Wednesday, 30 April 2008

Clinical trials and drug promotion: Selective reporting of study 329

A paper by Jureidini, McHenry and Mansfield on the subject of Protocol 329. Dr Jureidini, you may remember, was one of the original critics of the paper that the Great Genius Who Is Professor Martin Keller "wrote," back in 2001. The paper is available on Healthy Skepticism, but has attracted attention from Fidders and Clinical Psych, the latter making the particularly pertinent observation that the various statistical shennanigans that took place in order to turn, quite magically, Paxil from a pile of kak into a pile of kak with a bow on top is anything but an isolated incident (although, I find that all magic is based on sleight of hand).
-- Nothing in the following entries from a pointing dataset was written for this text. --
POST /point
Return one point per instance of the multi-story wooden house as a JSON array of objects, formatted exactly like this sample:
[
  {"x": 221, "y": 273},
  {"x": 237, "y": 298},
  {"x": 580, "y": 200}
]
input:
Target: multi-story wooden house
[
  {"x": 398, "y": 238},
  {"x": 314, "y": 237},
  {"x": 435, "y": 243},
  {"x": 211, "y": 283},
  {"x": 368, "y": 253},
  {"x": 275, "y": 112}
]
I'm not a statistician, and so I don't fully understand the nature of the argument, although I do understand that changing what one claims to have been looking for, after one has the results in front of one, probably isn't very scientific. No, to quote the Great Genius Who Is Professor Martin Keller, "I'm better with words"! And I'm still struck by the need that James McCafferty (the Paxil Phase 4 project manager, and a SKB employee), perceived to tell Sally Laden (the ghostwriter) that she oughtn't to be making grand claims as to safety, when she was also documenting lots of adverse events.

McCafferty and Rosemary Oakes, a senior statistician at SKB, who worked on the project, got their names on the paper, when it was published. Call me old-fashioned, but I should have thought that having the Company run the trial, crunch the numbers, and then write the paper, informing people of what the numbers meant, before using that paper as an adjunct to a marketing authorization application (and have the regulator accept said paper as valuable evidence), is probably open to abuse. What? Oh, yeah: it was abused, but I should state for legal reasons that it is only my opinion that this was abused. As such, it is merely my opinion that I cannot conceive of a more flagrant fraud.

Matt

3 comments:

soulful sepulcher said...

It's time for corruption to be banned. But that would mean pharmaceutical companies wouldn't exist. Then what will all of those liars do with their spare time?

Radagast said...

LOL. Go into politics, I should think!

Matt

soulful sepulcher said...

ha ha they do appear to be the same don't they?